Now we'll try this with a bootstrap. The idea is that we
make
no assumptions about the distribution of the population, but we do
assume
that our sample is large enough to be a good reflection of the shape of
the
distributions of the population.
d) The first step is to take "bootstrap sample 1" from the original
data.
To do this, take a random sample WITH replacement from the
original
data:
original.data <- data.frame(logfriday, loggross)
n <- nrow(original.data)
sample.index <- sample(1:n, n, replace=T)
bs1 <- original.data[sample.index,]
"Document" this code -- explain what each line does.
e) Now fit the model using bs1 (don't do transformations or
diagnostics.)
What is the slope? save this slope in a variable named
slope.1
f) Repeat steps (d) and (e). Call this slope slope.2. You
now
have two different estimates of the slope.

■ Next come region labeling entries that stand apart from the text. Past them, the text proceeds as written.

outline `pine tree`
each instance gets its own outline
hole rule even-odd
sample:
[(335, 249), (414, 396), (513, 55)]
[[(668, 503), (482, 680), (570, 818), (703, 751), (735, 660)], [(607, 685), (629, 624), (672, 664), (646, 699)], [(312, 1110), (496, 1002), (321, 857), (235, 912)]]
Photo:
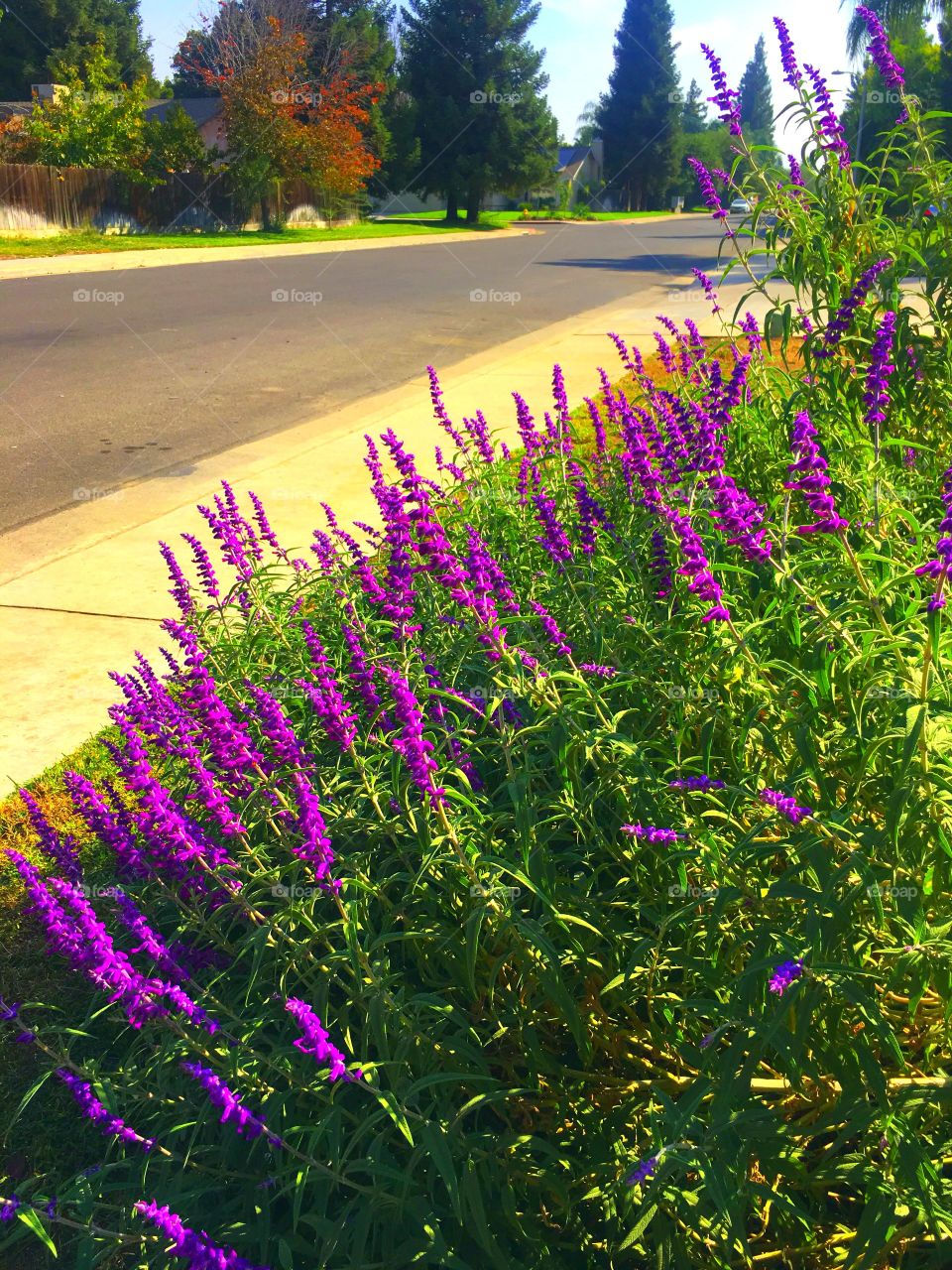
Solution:
[(740, 122), (757, 145), (773, 145), (773, 94), (763, 36), (740, 79)]
[(142, 37), (138, 0), (15, 0), (5, 4), (0, 37), (0, 100), (29, 100), (30, 85), (62, 77), (80, 66), (102, 37), (118, 66), (117, 83), (152, 75), (149, 41)]
[(684, 98), (680, 126), (688, 133), (703, 132), (707, 128), (707, 104), (703, 89), (697, 80), (691, 81), (688, 95)]
[(528, 42), (533, 0), (410, 0), (401, 86), (413, 103), (420, 168), (409, 185), (446, 197), (447, 220), (479, 220), (494, 189), (551, 182), (557, 130), (542, 53)]
[(680, 93), (668, 0), (626, 0), (598, 123), (605, 173), (628, 211), (660, 207), (677, 173)]

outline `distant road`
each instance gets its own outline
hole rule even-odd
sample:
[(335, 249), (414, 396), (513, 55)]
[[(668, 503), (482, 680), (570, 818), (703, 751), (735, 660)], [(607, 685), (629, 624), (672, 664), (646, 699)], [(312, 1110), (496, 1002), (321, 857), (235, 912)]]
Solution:
[(0, 282), (0, 532), (675, 286), (717, 241), (689, 217)]

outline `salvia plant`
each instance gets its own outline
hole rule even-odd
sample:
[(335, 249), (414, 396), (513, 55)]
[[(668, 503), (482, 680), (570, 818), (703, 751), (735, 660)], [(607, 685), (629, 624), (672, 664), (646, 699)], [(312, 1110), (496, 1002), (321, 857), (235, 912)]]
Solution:
[(442, 483), (368, 437), (376, 526), (292, 556), (223, 485), (162, 546), (121, 785), (67, 777), (112, 866), (36, 804), (8, 852), (89, 1001), (0, 1008), (19, 1114), (48, 1082), (90, 1152), (0, 1179), (11, 1246), (949, 1264), (947, 169), (904, 97), (861, 173), (778, 27), (790, 168), (710, 56), (779, 362), (750, 316), (661, 320), (663, 377), (616, 335), (621, 385), (572, 414), (556, 368), (512, 456), (434, 375)]

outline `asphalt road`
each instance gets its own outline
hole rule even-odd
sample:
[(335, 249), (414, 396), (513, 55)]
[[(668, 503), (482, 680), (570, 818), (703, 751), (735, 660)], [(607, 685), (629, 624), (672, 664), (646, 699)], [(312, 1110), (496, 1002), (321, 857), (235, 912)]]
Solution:
[(675, 286), (717, 241), (691, 217), (3, 281), (0, 532)]

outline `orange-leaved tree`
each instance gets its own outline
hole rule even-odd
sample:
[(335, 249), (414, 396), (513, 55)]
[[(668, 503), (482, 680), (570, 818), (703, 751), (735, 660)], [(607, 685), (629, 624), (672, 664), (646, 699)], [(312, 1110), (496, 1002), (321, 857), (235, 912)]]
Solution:
[(213, 66), (194, 67), (222, 97), (230, 165), (245, 192), (260, 198), (264, 222), (275, 180), (302, 178), (347, 197), (380, 166), (366, 131), (382, 85), (358, 83), (347, 65), (311, 83), (303, 77), (307, 50), (301, 32), (268, 18), (250, 47), (223, 39)]

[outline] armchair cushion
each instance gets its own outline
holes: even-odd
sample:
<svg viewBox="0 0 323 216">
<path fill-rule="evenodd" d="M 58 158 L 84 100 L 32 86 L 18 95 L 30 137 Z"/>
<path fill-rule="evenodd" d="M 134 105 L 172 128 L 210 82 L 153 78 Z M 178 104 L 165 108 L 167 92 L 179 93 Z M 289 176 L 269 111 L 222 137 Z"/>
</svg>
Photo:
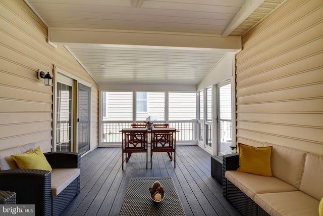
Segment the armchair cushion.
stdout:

g) Repeat (d) and (e)998 times. You'll now have 1000 estimates of
the
slope and can use this to understand the variability in the estimate.
I
don't expect you to actually repeat this 1000 times of course.
Instead,
write a function that will do this. The input to the function
should
be the data frame (what we called original.data) and a number called B
which
will represent the number of repetitions. (In this example, B = 1000).
The
output should be a vector of B estimates of the slope.
h) One crude way of getting a pretty good 95% confidence interval is to
take
as your left end point the .025 quartile of the output from your
function
in (g). The right end point is the .975 quantile. So let's
say
that you have a vector called boostraps that consists of 1000
estimates
of the slope. Your estimate of the 95% confidence interval could be
found
using quantile(boostraps, c(.025, .975)). What is this interval?
How
does it compare to the interval in (b)?
Note: R does all of this for you in a nice command called "boot".
Bot
is a little tricky to use, but if you want to try it, read 5.5.3. Pay
careful
attention to the footnotes, which have sample code for you to use.